Fitness-for-use of Retrospective Multicenter Electronic Health Records to Conduct Outcome Analysis for Pediatric Ulcerative Colitis

The use of electronic health records has garnered interest as an approach for conducting innovative outcome research and producing real-world evidence at a reduced cost compared to traditional clinical trials. The study aimed to evaluate the utility of deidentified EHR data from a multicenter research network to identify characteristics associated with treatment escalation (TE) in newly diagnosed pediatric ulcerative colitis patients. EHR data (01/2010-12/2021) from 13 Midwest healthcare systems (Greater Plains Collaborative) were collected for pediatric ulcerative colitis patients. We identified standard treatments, excluded missing initial therapy data, and analyzed the TE and time-to-TE outcomes. The clinical and laboratory characteristics at baseline were extracted. Logistic and Cox models were used, and the missing risk factors were imputed. Machine-learning Bayesian additive regression trees were also utilized to create partial dependence plots for assessing the associations between risk factors and clinical outcomes. A total of 502 eligible pediatric patients (aged 4-17 years) who initiated standard treatment were identified. Among them, 205 out of 502 (41%) experienced TE, with a median (P25, P75) duration of 63 (9, 237) days after the initial treatment. Additionally, 20 out of 509 (4%) patients underwent colectomy (COL) with a median (P25, P75) duration of 80 (3, 205) days.
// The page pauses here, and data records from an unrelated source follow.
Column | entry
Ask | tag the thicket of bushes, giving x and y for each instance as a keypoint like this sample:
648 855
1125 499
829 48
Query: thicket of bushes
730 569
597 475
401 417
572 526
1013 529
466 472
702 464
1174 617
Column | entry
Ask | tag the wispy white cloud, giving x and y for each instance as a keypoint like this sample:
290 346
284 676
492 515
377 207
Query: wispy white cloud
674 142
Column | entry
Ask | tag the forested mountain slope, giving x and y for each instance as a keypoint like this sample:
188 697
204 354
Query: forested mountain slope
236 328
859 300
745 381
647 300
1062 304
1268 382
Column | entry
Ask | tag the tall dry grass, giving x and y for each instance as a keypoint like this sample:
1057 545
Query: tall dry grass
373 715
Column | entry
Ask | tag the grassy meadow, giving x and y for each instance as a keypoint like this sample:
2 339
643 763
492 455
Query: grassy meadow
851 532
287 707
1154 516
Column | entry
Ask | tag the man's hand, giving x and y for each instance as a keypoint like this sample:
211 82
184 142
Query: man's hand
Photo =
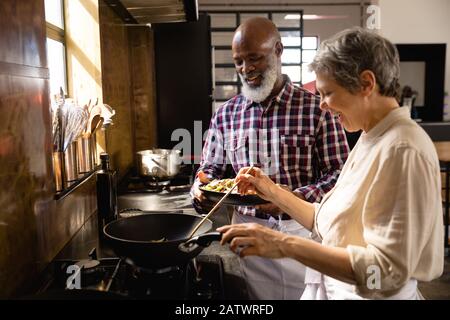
201 203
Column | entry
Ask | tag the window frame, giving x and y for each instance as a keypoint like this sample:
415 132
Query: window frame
269 14
58 34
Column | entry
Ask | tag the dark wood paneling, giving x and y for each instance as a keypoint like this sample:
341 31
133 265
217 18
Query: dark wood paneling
22 30
116 83
33 226
23 71
144 91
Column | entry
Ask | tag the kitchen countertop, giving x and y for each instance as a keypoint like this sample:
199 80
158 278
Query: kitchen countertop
87 238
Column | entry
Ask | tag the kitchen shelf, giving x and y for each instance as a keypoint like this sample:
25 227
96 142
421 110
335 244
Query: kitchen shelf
62 194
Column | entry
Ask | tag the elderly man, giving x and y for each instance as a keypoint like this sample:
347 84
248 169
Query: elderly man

Both multivariable logistic regression and Cox proportional hazards regression demonstrated moderate discriminative power in predicting TE and time-to-TE, respectively. Common positive predictors for both TE and time-to-TE included a high monocyte proportion and elevated platelet counts. Conversely, BMI z-score, albumin, hemoglobin levels, and lymphocyte proportion were negatively associated with both TE and time-to-TE. This study demonstrates that multicenter EHR data can be used to identify a trial-comparable study sample of potentially larger size and to identify clinically meaningful endpoints for conducting outcome analysis and generating real-world evidence.